Bank of Nova Scotia (BNS.TO) (Scotiabank) beat analysts’ estimates for second-quarter profit on Tuesday, driven by fewer-than-expected provisions to cover loan losses, although that impact was somewhat offset by a surprise decline in earnings in its global banking and markets division.
The performance of its capital markets unit makes Scotiabank the first major financial institution in Canada to not see an increase in profit in a segment that received a boost from record deal-making in the early months of this year.
But Canada’s No. 3 lender still fared better than expected, reporting adjusted net income of C$2.48 billion ($2.06 billion), or C$1.90 a share, in the three months ended April 30, compared with analysts’ estimates of C$1.76 a share, based on IBES data from Refinitiv.

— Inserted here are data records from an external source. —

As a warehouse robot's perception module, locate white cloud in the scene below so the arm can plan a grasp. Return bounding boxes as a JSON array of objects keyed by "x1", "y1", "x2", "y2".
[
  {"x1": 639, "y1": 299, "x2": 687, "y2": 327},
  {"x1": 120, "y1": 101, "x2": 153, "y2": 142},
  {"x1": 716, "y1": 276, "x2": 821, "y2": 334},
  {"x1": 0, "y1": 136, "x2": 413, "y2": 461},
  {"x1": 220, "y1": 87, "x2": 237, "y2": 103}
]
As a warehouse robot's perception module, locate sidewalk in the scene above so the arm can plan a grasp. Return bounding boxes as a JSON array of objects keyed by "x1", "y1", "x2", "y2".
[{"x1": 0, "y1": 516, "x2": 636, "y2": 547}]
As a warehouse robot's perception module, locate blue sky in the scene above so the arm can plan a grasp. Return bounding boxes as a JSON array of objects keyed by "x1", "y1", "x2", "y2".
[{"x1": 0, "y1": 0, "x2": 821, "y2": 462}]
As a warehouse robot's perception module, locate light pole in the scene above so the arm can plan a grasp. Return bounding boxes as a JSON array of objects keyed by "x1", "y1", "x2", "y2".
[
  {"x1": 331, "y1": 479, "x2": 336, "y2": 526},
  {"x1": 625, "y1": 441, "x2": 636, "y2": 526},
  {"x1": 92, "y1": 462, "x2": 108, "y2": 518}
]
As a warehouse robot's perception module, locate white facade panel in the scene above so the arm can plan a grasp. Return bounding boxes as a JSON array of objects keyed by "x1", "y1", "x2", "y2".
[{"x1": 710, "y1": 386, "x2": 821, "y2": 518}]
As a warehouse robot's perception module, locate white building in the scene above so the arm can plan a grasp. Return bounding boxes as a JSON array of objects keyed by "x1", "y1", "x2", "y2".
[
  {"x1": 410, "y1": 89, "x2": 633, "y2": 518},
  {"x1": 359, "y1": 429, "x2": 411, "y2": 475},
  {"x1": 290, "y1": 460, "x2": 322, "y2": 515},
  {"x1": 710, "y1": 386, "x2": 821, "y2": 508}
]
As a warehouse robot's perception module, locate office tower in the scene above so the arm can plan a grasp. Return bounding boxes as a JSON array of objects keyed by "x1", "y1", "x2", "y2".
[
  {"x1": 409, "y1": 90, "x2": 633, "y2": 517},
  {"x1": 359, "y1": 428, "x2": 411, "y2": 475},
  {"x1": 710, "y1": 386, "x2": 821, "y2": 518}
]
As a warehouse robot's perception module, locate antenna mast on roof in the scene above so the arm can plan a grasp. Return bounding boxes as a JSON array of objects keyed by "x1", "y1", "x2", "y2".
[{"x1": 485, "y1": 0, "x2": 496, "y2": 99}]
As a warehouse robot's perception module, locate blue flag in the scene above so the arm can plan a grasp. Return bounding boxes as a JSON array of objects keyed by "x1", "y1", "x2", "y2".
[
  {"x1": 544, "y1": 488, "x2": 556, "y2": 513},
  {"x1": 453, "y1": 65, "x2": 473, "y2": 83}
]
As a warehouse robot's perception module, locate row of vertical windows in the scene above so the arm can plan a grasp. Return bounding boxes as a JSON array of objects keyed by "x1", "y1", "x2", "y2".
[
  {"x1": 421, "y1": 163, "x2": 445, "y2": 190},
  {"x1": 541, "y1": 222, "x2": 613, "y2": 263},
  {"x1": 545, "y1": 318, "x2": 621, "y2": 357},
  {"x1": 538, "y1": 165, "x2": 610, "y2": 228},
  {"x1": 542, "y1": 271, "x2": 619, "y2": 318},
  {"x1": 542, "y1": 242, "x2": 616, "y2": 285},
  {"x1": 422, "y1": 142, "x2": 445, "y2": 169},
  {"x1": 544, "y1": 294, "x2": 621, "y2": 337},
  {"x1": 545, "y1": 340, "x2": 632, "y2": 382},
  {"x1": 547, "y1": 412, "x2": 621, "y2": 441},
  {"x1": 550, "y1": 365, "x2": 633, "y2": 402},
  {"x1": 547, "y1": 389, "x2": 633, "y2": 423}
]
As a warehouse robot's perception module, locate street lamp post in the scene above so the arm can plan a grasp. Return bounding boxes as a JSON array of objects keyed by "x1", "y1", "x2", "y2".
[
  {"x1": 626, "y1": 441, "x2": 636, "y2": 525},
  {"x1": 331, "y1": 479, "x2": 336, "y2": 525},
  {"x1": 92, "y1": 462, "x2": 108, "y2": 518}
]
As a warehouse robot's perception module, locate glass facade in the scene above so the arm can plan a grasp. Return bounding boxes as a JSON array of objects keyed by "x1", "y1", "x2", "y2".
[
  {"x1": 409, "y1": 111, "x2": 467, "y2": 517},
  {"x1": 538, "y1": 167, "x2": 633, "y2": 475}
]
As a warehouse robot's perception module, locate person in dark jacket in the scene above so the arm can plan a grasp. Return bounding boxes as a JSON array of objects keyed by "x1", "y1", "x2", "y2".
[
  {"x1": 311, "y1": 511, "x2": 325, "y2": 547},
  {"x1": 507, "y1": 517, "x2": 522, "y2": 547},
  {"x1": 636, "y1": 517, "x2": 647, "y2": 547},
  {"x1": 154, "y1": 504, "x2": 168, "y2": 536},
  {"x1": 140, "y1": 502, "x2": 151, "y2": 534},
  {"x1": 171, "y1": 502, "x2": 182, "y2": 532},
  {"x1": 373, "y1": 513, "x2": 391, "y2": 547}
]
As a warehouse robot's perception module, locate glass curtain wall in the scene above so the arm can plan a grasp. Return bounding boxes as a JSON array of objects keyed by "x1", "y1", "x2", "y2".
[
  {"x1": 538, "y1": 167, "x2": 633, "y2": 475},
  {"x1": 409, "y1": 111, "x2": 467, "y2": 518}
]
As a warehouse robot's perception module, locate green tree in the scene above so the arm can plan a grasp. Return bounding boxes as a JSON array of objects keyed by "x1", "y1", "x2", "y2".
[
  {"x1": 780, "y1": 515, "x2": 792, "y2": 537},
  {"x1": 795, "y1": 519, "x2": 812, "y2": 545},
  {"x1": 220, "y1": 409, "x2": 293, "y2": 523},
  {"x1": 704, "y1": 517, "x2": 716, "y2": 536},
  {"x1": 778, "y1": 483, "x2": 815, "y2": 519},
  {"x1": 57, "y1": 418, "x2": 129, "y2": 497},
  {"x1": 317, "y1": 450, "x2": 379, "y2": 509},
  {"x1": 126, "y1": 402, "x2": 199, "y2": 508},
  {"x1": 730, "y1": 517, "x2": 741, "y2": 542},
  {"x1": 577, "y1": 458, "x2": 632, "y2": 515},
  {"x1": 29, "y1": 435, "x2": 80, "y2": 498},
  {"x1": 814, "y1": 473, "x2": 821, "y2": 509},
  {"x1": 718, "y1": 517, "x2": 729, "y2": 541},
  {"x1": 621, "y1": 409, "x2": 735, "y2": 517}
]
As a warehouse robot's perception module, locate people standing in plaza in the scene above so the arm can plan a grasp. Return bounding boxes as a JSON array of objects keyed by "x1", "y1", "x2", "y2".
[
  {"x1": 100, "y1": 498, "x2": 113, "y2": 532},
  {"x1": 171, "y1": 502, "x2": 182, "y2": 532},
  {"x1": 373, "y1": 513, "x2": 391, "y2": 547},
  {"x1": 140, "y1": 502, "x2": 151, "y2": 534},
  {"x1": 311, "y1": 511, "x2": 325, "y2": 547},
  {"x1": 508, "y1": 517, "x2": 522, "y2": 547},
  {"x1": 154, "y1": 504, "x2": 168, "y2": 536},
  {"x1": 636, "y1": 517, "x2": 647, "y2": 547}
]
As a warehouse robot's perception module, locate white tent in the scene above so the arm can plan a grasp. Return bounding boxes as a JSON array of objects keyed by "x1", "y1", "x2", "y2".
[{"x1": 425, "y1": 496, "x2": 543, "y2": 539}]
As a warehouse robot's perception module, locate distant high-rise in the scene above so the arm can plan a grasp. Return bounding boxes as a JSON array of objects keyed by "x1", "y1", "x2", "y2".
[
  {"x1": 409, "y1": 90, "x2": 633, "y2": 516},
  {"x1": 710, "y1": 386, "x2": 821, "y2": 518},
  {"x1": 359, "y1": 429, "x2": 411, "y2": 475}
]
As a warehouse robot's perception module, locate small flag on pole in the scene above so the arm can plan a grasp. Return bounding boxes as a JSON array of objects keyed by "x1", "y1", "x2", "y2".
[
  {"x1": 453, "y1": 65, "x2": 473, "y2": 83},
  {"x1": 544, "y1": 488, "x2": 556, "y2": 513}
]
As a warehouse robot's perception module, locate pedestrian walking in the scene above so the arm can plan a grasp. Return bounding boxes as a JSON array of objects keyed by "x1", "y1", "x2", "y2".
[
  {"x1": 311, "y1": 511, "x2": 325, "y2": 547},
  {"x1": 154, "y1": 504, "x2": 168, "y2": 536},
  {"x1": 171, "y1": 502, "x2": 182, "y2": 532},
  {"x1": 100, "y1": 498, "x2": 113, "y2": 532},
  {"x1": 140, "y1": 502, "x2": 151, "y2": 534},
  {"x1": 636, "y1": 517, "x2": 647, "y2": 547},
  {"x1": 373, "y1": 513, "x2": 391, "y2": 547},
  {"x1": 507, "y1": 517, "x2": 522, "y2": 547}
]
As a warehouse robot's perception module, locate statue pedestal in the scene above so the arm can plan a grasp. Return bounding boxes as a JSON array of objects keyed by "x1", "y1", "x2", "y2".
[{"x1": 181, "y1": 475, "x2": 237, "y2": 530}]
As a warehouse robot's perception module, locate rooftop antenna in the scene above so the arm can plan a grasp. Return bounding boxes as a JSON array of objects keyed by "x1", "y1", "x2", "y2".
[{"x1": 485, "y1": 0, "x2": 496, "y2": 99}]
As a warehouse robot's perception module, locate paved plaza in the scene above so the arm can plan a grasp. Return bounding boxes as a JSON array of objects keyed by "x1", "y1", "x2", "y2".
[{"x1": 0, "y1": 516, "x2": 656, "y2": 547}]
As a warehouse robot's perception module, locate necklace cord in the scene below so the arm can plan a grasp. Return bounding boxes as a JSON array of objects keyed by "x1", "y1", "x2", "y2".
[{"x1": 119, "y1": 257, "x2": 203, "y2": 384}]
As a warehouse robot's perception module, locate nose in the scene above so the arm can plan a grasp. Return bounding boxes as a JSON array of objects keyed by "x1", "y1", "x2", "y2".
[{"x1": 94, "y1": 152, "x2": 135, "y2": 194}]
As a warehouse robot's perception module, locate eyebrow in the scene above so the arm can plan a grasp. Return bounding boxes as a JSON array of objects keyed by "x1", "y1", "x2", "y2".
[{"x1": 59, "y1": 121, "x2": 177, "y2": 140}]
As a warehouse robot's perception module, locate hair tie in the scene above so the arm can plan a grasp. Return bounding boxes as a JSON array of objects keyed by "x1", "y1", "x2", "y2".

That was thanks to provisions for credit losses of C$496 million, versus analyst expectations of C$698 million, down from C$1.8 billion a year earlier.
While that included the release of about C$200 million of allowances on performing loans, Scotiabank did set aside nearly nearly C$2 billion to cover impaired loans, a 37% increase from a year earlier due to higher retail loan write-offs in its Pacific Alliance-focused international banking unit.
The results wrap up a better-than-expected quarter for Canada’s six biggest lenders that was driven by lower provisions than analysts had predicted, as a raft of government stimulus measures and the banks’ own deferrals on loan payments last year kept a lid on soured loans.
But that masks some challenges, particularly in commercial loan growth, which has remained sluggish, and flat to lower net interest margins.
Scotiabank reported overall net profit of C$2.46 billion, or C$1.88 a share, up from C$1.32 billion, or C$1 a share, a year ago.